The incremental cost estimates suggest that to leverage gains of this nature, governments must commit further resources. The estimates show that for the countries included in this study, incremental costs range between US$225 million and US$1.7 billion by the year 2030, when the SDG targets will be due. An important aspect of these additional resource requirements is their feasibility. The health sector in developing countries compete with other sectors for the available limited resources. The question is whether or not these LICs and LMICs can afford to oblige with these requirements. Using projected GDP for these countries, we estimate that, for most of these countries, incremental cost will form < 1% of GDP by 2020. Only Uganda is expected to increase health expenditure by an additional 1.94% of GDP.
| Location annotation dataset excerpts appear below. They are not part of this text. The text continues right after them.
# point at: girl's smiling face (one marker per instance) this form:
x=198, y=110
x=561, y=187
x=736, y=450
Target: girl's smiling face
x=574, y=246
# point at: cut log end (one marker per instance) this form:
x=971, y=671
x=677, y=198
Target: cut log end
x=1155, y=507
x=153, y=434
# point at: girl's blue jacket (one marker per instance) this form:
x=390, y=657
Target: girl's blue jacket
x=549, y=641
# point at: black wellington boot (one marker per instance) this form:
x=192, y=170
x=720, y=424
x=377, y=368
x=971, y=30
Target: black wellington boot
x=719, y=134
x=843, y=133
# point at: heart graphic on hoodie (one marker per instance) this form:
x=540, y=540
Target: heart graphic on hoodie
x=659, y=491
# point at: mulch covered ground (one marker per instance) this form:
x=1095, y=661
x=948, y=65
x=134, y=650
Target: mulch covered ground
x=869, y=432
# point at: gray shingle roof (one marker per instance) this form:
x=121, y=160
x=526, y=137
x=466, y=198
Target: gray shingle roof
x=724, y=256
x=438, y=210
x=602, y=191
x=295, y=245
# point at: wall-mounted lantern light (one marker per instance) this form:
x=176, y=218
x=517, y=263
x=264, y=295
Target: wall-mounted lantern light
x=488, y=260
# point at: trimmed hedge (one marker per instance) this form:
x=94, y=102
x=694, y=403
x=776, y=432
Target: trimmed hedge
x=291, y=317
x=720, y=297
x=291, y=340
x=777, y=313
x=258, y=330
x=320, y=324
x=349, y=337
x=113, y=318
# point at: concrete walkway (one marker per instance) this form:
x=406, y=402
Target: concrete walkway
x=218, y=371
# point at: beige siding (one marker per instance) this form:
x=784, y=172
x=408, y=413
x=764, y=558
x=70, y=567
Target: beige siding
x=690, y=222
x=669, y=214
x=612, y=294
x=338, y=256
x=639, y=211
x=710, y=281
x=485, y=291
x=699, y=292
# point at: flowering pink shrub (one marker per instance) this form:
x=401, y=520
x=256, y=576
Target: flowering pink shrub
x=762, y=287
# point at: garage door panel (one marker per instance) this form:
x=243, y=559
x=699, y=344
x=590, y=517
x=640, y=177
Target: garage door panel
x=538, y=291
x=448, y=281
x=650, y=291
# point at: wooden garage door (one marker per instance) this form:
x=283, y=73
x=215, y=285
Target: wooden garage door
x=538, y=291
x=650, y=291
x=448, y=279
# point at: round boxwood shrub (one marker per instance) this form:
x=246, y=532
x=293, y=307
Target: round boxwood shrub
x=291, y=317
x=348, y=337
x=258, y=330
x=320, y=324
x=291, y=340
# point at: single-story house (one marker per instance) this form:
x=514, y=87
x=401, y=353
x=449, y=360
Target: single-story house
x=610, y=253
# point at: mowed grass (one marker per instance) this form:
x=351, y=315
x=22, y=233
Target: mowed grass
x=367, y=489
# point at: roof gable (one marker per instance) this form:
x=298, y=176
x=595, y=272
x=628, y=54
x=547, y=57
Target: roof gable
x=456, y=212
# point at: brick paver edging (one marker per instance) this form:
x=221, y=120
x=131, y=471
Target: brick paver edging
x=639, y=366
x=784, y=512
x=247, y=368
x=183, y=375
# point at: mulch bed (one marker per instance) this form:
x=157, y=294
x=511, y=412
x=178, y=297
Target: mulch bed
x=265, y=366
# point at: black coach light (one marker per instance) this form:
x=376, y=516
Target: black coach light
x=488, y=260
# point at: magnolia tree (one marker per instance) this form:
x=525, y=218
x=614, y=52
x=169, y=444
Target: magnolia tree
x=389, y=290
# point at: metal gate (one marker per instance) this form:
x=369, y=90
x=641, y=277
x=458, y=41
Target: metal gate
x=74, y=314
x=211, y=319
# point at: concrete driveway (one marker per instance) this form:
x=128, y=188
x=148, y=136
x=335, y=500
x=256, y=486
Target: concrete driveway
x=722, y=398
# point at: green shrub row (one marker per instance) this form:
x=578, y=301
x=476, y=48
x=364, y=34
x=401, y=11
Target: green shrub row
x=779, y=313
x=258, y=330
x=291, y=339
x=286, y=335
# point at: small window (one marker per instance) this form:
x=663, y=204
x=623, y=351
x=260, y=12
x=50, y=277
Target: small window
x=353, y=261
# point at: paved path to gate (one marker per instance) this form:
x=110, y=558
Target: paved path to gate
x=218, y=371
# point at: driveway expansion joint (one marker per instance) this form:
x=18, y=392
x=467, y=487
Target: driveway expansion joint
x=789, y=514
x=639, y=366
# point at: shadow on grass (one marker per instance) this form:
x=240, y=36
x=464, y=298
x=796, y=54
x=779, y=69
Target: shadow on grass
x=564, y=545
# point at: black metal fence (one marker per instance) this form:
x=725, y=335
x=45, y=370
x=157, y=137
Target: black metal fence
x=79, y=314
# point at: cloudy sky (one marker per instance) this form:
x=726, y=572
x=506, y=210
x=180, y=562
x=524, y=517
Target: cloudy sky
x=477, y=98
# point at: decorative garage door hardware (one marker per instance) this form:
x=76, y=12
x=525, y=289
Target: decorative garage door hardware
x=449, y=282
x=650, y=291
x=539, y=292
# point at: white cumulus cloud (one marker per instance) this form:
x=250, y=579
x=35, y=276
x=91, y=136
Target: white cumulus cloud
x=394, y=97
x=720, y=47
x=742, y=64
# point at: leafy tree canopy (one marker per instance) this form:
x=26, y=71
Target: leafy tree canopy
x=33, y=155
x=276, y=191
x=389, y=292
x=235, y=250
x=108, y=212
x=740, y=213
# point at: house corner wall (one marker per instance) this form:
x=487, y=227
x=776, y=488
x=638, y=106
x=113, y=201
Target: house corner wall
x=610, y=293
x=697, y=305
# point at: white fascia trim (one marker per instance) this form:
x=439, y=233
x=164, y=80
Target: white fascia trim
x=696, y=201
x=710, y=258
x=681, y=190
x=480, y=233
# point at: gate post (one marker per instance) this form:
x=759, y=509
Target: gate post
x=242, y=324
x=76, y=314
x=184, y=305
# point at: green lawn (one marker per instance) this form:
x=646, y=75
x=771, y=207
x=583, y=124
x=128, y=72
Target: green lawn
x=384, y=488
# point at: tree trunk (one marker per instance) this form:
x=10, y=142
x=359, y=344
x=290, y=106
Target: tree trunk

The foregoing emphasizes the need for additional fiscal space to be created for the health sector. Our estimates suggest that improving public financial management and administration, as well as tax effort and borrowing, are good potential sources of fiscal space for RMNCH investments. While we recognize that increases in resource mobilization do not automatically translate into increased health expenditures, it has been suggested that generating national political priority for health, creating tax funds specifically for health, earmarking some proportion of tax revenue for health, and health spending decentralization are important steps for achieving increased health expenditures [22]. There was evidence of poor-performing tax systems in the selected LICs and LMICs. Some part of the additional resources that could be raised by better tax performance should be devoted to health sector programs directed towards RMNCH.

4.1 Limitations

The scope and nature of this study was limited by a number of constraints. First, the data requirement for research questions of this nature are complex. While we attempted to answer the questions with available data, we believe access to better health financing data would have enhanced the analysis. For instance, in estimating the health funding gap, several assumptions were made to ensure that the estimates are comparable across countries. Second, our analysis of fiscal space was only limited to tax system performance and administration, as well as public borrowing. As noted in the literature, there may be several other sources of fiscal space that were not explored in this study, mainly due to data limitation. In addition, our analysis of fiscal space does not account for underlying differences across countries in terms of macroeconomic performance. This may limit the extent to which our conclusions can be generalized. Finally, the generalizability of our findings is somewhat limited by the non-availability of relevant data for many SSA countries.

5 Conclusions

This study set out to assess health funding for RMNCH in SSA. The funding gaps were assessed, as well as potential gains from funding. In addition, the potential fiscal space for RMNCH was assessed to provide policy insights. In general, there was evidence of a significant funding gap for the health sector as a whole, and RMNCH in particular. We also found significant potential benefits from increased financing for RMNCH in SSA. Finally, two main areas were explored for fiscal space to the health sector. We identified improved tax administration and effectiveness as potential long-term sources of fiscal space, while borrowing may only be viable in the short to medium term. The findings highlight an important aspect of health financing, especially in developing countries. The need to increase investment in the health sector equally requires identifying fiscal space to raise enough government revenues. Improving tax systems and ensuring tax debts are redeemed will be an important step. In addition, strong advocacy and increased capacity of the health sectors to make a business case for increased health investments are required to help translate increased revenues into rising health sector expenditures. Finally, attaining improved RMNCH outcomes presupposes not only increased health sector spending but also, equally if not more importantly, the efficient use of allocated resources.